= Alban Gordon =

British political activist

Alban Godwin Gordon (1890 – 4 April 1947) was a British political activist.

Born in Aberdeen, Scotland, Gordon was educated at King Edward's School, Birmingham and the University of Birmingham. While there he founded the university Fabian Society. He also joined the Independent Labour Party and, through it, became active in the Labour Party; in 1909 and 1910 he worked full-time as a speaker for the party.

Gordon founded the Wolverhampton Trades Council and served as its first secretary. During the 1910s he worked several jobs, including secretarial work for Joseph Fels, as a lecturer for the National Committee for the Prevention of Destitution, a lecturer at the Working Men's College and the Fabian Society, and also for the National Health Insurance Commission. From 1912, he worked as a clerk for the Coventry Insurance Committee, and he became the secretary of the Domestic Servants' Insurance Society. This work led him to found the Association of Approved Societies. During World War I he served in the British Army, reaching the rank of captain.
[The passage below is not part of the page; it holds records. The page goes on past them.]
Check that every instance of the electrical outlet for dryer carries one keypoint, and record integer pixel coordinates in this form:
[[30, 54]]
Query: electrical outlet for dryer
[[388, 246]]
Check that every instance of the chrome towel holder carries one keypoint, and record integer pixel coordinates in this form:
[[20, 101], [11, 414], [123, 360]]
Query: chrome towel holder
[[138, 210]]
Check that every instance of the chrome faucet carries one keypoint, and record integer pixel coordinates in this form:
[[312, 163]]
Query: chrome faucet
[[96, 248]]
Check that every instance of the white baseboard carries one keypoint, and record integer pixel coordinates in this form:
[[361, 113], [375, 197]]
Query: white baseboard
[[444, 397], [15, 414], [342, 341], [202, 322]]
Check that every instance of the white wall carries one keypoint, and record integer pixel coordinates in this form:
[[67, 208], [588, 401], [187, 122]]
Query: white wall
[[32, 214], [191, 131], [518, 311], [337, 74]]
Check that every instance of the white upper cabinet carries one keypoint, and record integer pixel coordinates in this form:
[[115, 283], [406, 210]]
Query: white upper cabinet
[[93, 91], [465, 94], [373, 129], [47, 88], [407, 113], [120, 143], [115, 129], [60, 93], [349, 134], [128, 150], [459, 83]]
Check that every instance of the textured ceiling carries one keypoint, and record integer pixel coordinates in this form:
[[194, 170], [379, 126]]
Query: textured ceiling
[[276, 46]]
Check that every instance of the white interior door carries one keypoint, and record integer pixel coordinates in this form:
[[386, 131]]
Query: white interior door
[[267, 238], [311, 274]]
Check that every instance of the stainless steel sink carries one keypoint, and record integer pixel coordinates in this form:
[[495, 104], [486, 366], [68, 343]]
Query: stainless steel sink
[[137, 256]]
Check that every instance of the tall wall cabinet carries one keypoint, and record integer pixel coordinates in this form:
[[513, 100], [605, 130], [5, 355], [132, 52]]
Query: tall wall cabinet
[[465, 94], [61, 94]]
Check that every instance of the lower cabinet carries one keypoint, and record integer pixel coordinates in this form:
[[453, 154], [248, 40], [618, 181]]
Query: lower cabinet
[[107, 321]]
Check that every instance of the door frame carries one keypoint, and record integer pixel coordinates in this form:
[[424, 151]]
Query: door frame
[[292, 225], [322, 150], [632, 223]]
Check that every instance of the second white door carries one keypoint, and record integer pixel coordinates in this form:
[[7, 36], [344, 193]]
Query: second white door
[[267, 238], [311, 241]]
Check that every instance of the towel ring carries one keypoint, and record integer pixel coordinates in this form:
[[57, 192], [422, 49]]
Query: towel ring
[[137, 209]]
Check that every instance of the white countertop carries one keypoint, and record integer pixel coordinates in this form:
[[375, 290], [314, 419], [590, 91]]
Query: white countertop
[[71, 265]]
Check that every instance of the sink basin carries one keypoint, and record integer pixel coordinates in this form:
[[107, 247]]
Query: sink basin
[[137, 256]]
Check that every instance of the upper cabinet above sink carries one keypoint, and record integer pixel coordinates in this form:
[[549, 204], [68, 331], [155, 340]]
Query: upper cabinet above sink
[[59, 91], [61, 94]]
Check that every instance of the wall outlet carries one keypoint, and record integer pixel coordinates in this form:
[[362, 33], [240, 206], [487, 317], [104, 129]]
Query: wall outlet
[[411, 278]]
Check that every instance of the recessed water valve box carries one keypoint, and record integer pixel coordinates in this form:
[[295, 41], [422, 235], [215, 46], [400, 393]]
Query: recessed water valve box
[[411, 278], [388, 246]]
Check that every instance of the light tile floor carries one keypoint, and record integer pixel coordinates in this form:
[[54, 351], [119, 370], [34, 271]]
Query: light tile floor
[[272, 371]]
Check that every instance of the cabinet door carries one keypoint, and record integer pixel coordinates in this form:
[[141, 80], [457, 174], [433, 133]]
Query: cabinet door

Gordon served several stints on the executive of the Fabian Society, the first in 1911. Through the society he became active in the Labour Party, and was elected to Brighton Town Council. He stood unsuccessfully for the Labour Party in Brighton at the 1923 and 1924 United Kingdom general elections, then focused on qualifying as a barrister, becoming the Lee Prizeman at Gray's Inn. Gordon stood in Lewes at the 1929 United Kingdom general election, then in Brighton at the 1935 United Kingdom general election, and finally in the 1936 Lewes by-election, but was never elected to Parliament.